Reasoning of Judgment:- The Tribunal observed that the credit availed corresponded to the amount of duty paid on the imported goods. The Tribunal perused the Letter of Intent with the bill of entry and the bill of lading and noted that the goods under the bill of entry were for the appellants and further there being no dispute that the said goods were subjected to the payment of duty and were directly transported to the premises of and utilized by the appellants and that the contractor had not availed the credit. Therefore, the benefit of credit could not be denied.
 
The Tribunal further held that Rule 7 of CCR, 2002 and sub-rule (9) of CCR, 2004, undoubtedly describes the various documents based on which the cenvat credit can be claimed. They include invoice issued by the importer as well as bill of entry. Sub-rule (1A) of Cenvat Credit Rules, 2002 and sub-rule (2) of Rule 9 of Cenvat Credit Rules 2004, however, further clarifies that in case of any deficiency to be found in such documents in relation to the particulars which are required to be disclosed therein to justify the claim of credit, such deficiency shall not be in relation to the relevant aspects which are specified in those provisions. However, the said clarification nowhere provides that the presence of name of the contractor in the invoice alongwith that of consignee would disentitle the manufacturer to avail credit on the basis of such invoice irrespective of the fact that goods were actually received and utilized by the manufacturer and the contractor had not availed any credit in respect of the duty paid on such goods.

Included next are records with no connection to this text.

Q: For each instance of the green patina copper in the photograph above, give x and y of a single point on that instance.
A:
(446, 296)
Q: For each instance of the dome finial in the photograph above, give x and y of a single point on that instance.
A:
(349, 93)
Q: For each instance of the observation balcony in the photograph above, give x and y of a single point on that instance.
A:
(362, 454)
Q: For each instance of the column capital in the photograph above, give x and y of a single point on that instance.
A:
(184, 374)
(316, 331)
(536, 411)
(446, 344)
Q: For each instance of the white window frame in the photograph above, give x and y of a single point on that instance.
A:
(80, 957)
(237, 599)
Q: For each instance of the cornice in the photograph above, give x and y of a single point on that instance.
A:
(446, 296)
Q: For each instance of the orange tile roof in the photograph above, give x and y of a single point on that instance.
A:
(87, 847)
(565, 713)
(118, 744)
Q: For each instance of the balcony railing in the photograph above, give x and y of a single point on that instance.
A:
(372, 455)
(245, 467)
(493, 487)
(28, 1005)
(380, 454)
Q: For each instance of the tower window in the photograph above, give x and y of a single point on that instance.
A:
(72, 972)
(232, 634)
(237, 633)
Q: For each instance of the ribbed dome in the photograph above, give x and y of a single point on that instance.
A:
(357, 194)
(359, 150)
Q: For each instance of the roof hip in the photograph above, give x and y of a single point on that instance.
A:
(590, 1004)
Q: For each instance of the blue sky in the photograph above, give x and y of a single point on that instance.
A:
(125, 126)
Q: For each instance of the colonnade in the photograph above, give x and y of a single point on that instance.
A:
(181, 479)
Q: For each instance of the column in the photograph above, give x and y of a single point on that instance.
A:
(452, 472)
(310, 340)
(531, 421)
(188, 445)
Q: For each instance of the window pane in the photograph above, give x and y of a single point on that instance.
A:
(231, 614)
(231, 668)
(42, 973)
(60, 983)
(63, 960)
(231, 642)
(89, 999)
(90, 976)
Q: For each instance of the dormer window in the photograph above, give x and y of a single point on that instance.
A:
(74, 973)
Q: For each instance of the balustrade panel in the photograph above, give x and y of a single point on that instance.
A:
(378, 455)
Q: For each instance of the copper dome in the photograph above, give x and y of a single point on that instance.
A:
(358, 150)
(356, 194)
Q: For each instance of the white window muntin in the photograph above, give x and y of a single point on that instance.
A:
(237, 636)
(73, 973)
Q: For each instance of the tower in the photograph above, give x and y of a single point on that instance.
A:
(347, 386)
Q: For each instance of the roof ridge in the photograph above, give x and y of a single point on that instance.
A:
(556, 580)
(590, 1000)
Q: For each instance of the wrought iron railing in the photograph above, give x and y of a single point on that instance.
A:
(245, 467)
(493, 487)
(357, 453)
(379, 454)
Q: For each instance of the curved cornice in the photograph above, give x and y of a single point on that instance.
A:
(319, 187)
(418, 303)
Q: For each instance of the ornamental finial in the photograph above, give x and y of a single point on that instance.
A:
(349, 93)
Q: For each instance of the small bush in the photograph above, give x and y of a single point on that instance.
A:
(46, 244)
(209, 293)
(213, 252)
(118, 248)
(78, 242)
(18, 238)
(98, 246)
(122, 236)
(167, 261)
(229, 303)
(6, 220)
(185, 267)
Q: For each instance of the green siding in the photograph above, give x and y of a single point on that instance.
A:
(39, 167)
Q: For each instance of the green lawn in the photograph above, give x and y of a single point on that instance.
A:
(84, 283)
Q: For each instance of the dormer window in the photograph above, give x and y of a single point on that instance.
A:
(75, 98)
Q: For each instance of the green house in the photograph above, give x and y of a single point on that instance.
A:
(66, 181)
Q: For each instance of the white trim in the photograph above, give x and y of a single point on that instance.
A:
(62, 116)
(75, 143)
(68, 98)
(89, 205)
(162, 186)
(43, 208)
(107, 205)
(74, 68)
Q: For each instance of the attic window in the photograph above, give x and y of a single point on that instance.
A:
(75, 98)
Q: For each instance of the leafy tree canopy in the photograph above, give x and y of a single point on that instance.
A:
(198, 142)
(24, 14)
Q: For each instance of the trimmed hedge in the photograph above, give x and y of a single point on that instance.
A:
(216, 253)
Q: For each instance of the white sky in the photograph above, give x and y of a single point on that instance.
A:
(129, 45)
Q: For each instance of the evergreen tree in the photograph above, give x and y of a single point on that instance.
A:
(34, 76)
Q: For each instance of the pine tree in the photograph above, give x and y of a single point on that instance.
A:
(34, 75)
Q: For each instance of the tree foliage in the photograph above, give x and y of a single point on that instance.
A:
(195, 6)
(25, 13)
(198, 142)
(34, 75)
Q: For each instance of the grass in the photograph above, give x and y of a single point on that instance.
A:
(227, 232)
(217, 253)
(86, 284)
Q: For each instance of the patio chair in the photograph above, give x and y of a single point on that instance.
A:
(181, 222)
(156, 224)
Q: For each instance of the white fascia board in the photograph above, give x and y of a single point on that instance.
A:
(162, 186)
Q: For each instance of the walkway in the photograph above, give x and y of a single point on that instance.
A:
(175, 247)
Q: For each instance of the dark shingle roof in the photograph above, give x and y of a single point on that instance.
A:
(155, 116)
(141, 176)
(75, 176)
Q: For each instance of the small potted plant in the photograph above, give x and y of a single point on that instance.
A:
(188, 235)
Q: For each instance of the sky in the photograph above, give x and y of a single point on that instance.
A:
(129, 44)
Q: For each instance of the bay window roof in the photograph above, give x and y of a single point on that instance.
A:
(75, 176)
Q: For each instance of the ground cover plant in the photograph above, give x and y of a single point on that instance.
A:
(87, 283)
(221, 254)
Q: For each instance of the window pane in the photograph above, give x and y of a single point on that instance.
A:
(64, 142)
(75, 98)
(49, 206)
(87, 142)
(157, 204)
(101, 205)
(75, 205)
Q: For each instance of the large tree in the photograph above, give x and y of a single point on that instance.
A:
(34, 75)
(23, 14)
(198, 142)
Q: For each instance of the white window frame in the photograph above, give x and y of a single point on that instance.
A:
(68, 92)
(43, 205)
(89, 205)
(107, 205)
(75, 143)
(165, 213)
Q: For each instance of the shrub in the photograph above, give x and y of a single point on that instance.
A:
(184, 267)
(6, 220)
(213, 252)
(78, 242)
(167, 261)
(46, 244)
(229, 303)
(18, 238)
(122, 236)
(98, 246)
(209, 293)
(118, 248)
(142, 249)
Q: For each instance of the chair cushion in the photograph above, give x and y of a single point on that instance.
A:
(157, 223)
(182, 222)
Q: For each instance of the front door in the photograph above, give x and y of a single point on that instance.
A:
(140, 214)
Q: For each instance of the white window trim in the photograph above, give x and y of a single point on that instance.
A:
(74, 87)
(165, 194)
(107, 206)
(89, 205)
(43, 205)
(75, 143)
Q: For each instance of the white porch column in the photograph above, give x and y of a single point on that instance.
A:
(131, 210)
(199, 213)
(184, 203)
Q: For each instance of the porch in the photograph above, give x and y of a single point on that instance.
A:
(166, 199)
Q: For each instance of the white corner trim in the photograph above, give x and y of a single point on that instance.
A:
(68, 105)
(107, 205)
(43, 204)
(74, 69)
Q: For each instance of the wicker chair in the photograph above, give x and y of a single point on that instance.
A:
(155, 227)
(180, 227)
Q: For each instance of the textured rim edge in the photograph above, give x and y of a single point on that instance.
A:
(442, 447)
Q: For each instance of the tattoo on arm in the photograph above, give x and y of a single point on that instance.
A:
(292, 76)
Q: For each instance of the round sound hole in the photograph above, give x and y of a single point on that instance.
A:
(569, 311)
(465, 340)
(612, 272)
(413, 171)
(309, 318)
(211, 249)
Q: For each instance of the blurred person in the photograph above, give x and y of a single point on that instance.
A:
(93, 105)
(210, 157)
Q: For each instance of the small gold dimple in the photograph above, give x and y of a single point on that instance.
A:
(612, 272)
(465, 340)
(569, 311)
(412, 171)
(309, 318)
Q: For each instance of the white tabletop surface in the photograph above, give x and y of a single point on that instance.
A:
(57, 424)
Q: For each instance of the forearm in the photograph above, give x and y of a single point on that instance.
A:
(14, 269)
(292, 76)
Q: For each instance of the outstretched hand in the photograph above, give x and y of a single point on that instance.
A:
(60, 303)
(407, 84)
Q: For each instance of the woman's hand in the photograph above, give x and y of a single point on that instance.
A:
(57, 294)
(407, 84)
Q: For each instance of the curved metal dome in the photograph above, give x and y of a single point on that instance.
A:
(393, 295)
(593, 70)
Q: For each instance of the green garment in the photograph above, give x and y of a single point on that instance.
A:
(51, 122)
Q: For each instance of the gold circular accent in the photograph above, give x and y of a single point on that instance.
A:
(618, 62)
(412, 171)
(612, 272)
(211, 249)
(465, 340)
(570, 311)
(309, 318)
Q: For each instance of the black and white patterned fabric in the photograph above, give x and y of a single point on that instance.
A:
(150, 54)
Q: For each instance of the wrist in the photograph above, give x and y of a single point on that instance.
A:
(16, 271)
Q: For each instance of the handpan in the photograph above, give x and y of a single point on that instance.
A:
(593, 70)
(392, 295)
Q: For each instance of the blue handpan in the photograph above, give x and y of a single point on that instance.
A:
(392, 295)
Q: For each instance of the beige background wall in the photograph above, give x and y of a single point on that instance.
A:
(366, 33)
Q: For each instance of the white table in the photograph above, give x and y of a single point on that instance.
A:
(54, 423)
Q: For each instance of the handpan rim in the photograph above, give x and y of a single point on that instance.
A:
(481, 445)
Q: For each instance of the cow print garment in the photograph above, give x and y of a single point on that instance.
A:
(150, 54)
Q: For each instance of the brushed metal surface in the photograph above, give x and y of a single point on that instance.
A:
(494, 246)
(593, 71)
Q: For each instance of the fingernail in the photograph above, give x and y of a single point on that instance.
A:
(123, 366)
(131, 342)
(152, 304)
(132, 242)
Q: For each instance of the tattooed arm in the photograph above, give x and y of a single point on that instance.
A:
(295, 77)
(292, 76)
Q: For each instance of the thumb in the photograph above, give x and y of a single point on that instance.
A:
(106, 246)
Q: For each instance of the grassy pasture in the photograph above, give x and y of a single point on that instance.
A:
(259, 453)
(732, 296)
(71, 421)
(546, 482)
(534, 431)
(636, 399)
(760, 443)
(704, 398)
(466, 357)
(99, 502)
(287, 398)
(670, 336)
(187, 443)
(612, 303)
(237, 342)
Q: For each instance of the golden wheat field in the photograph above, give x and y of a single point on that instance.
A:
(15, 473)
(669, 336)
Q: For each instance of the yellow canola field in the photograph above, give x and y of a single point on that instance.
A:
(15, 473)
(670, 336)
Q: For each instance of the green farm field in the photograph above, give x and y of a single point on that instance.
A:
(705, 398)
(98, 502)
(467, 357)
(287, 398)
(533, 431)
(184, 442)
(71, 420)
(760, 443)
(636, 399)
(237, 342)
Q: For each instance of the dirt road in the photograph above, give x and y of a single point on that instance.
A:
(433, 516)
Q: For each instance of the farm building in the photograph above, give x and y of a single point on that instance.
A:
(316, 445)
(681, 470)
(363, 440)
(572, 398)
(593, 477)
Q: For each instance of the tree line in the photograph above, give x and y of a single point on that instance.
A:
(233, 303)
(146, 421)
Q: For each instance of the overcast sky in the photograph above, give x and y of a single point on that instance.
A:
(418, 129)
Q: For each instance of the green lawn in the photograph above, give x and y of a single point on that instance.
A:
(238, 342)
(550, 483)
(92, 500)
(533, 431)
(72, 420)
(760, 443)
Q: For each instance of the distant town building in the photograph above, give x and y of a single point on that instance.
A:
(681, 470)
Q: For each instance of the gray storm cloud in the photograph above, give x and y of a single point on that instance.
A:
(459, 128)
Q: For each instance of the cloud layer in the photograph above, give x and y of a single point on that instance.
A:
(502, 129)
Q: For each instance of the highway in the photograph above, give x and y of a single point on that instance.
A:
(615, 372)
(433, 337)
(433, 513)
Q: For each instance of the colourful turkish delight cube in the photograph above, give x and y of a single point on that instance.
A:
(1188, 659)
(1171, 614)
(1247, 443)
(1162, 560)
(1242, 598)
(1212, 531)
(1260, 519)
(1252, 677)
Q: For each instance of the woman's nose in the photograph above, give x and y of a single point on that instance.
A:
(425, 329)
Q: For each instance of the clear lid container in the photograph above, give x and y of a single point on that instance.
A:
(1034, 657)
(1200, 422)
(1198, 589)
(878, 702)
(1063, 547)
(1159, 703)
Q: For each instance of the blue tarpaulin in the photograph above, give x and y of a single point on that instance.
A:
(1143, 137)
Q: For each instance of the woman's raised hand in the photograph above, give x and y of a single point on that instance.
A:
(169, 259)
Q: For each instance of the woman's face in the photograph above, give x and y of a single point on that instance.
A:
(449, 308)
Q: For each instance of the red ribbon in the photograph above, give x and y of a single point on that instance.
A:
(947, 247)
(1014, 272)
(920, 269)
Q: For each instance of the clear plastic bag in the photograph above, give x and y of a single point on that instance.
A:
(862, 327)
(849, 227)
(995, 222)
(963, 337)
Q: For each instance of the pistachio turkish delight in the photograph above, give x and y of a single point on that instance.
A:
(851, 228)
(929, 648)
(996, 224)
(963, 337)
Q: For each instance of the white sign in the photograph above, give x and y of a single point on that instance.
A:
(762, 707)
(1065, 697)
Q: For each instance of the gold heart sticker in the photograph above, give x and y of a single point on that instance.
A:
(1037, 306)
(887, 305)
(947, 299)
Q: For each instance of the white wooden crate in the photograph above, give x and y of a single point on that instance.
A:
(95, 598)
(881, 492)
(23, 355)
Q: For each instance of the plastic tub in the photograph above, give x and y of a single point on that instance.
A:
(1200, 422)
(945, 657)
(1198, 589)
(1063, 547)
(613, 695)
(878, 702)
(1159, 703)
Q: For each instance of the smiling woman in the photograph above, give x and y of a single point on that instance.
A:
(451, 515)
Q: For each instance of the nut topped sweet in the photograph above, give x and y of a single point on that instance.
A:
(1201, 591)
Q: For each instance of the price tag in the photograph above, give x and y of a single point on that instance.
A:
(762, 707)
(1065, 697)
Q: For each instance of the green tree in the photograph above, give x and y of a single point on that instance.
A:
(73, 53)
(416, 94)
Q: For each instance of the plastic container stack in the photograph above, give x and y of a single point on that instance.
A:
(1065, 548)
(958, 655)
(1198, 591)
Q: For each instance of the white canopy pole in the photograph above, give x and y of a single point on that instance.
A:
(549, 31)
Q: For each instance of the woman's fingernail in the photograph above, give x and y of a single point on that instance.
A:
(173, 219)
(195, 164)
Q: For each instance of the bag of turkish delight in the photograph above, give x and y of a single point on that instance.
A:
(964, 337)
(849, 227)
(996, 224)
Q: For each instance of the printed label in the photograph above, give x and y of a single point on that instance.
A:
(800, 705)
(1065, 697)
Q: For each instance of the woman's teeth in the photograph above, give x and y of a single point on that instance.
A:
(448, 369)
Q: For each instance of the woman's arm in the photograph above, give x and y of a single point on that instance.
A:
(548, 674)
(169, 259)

Therefore, merely because the invoice discloses the name of the contractor alongwith that of the consignee, but the documentary materials placed before the authority establish to the satisfaction of the Adjudicating Authority that the goods which described in the invoice were in fact received in the factory of the consignee/manufacturer and those goods were subjected to payment of duty as disclosed in the invoice and further that the goods were utilized or were to be utilized by the manufacturer, certainly the credit in relation to duty paid on such goods cannot be disallowed to such manufacturer.
 
Reliance was placed on judgment in Commissioner of Central Excise, Ludhiana v/s Ralson India Ltd [2008 (77) RLT 36 (P&H)] wherein in referring to sub-rules (3) and (6) of Rule 57G it was held that “Being a beneficial legislation, its object of input duty relief to a manufacturer should not be defeated on a technical and strict interpretation of the Rules governing modvat”. Reliance was also placed on judgments given in Marmagoa Steel, Vimal Enterprise, Commissioner of Central Excise, Ludhiana v/s Ralson India Ltd [2008 (77) RLT 36 (P&H)], Commissioner of C. Ex., Delhi-III, Gurgaon v/s Myron Electricals Private Limited [2007 (78) RLT 467 (P&H)].
 
It was further held that the decision given in Forma Pack Industriescase is not applicable to the facts of the present case as the said decision was given in a totally different set of facts as well as on the basis of the Board Circular dated 29.02.1996.
 
It was further held that contentions raised by the Revenue were without substance for the following reasons. Firstly, the credit is taken not because of endorsement but on the basis of bill of entry which also disclosed the name of the appellant, apart from the fact that the goods accompanying the Bill of entry were subjected to the payment of duty, and on clearance, were directly transported to the appellant’s factory premises and were utilized by the appellants for installation of their factory, and no credit in respect of duty paid on those goods was taken by the contractor. Secondly, the effect of endorsement is only to amend the name of consignee and nothing more. Black’s Law dictionary depicts the term “endorsement” as amendment of the installment signifying the same being made referable to a person other than the one disclosed earlier. And, it is not the case of the department that on endorsement of the Bill of entry in favour of the appellant, it was, in any manner, rendered to be invalid document or that the import under such document become unlawful.
Impugned order set aside.
   
Decision:-Appeal allowed with consequential relief.